By Kori Schake, a fellow at the Hoover Institution, is the author of “State of Disrepair,” which is about strengthening American diplomacy, and co-author of the study, “National Defense in a Time of Change.”
In the near term, the threats to our interests are numerous small-scale contingencies against militaries not our equal but with pockets of high-tech or disruptive capabilities, like nuclear weapons, cyber or accurate ballistic missiles. In the longer term, there is the potential for China to become a military threat that could challenge us across the military spectrum.
A redesigned military should not be saddled with the dysfunctional weapons acquisition system and unnecessary basing structure it is laboring under.
That argues for a military with the ability to quickly send small and highly trained forces into contested territory and adapt to the nature of each fight.

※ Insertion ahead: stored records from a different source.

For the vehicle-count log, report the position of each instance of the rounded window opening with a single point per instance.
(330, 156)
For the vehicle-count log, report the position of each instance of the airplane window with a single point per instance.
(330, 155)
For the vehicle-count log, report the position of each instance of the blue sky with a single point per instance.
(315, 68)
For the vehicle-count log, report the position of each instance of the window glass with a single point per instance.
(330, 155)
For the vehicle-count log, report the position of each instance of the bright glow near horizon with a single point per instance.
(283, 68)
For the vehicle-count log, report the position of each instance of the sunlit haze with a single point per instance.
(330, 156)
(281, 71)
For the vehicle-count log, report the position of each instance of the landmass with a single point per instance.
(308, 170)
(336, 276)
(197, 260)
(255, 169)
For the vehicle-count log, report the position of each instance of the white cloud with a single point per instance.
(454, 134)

It argues for continuing to explore ways to provide protection against ballistic missile and cyber attacks on our country and our allies. It argues for preserving and enhancing our own pockets of high-tech and disruptive capabilities, like persistent surveillance, cyber, precision stand-off strikes and rapid integration of intelligence into current operations. It argues for reducing our reliance on forward stationed forces, and the vulnerability of those forces to attack. And it argues that ground forces of the magnitude necessary for sustained land warfare or counter-insurgency could be shifted to the reserves.

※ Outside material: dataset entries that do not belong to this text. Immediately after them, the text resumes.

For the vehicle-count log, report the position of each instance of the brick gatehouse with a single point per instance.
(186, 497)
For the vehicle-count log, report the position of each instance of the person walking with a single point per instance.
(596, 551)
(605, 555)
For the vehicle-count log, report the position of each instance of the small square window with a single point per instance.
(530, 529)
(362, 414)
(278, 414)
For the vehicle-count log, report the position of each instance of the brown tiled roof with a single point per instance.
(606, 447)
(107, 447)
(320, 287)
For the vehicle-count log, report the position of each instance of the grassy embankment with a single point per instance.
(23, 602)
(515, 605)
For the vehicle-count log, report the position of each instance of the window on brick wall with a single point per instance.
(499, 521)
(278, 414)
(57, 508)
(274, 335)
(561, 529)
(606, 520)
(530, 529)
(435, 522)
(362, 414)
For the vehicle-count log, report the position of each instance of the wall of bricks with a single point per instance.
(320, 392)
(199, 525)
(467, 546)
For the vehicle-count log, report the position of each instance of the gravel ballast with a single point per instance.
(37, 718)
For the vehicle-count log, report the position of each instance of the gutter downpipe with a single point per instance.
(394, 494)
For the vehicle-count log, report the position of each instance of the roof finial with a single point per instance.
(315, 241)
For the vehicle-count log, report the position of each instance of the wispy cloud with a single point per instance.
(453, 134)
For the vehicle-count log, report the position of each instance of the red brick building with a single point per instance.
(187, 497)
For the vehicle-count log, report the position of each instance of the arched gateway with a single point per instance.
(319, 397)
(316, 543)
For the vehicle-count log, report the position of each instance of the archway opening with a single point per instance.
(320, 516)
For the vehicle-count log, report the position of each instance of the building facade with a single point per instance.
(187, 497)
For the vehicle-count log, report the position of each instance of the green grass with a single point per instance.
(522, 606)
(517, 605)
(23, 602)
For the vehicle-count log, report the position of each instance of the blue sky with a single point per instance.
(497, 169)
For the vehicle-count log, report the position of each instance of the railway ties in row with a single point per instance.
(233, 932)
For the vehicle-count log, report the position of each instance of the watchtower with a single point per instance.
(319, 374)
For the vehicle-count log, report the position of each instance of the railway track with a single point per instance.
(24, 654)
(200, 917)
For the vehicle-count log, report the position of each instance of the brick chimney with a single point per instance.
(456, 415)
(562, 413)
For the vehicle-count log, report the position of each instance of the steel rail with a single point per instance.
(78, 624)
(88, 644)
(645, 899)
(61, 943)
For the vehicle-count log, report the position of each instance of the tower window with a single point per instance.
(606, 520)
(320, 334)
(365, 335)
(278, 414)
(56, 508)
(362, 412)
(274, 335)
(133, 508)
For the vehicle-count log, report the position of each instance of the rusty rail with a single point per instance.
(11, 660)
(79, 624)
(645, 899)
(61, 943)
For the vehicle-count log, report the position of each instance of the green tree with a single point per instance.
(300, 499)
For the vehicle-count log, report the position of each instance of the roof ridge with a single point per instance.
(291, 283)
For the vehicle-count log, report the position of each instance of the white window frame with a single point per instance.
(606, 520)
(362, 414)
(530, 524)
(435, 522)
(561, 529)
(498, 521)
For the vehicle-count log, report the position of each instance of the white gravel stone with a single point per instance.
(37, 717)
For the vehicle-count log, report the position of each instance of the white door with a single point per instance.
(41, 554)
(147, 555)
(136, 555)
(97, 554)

Two things we would never, never do if we were designing our military from scratch would be to saddle it with the dysfunctional weapons acquisition system and unnecessary basing structure it is laboring under. The acquisition system results in weapons that are insufficiently innovative and too expensive — no actual business could stay in business if it were subject to the procedures the Congress imposes on the Department of Defense (and D.O.D. does itself no favors in the credibility department by being unable to pass a standard audit of its finances). Our military is also stuck paying for 30 percent more bases than it needs. Fixing those two elements of our military would free up more than enough money to buy the force we need within the Budget Control Act top line.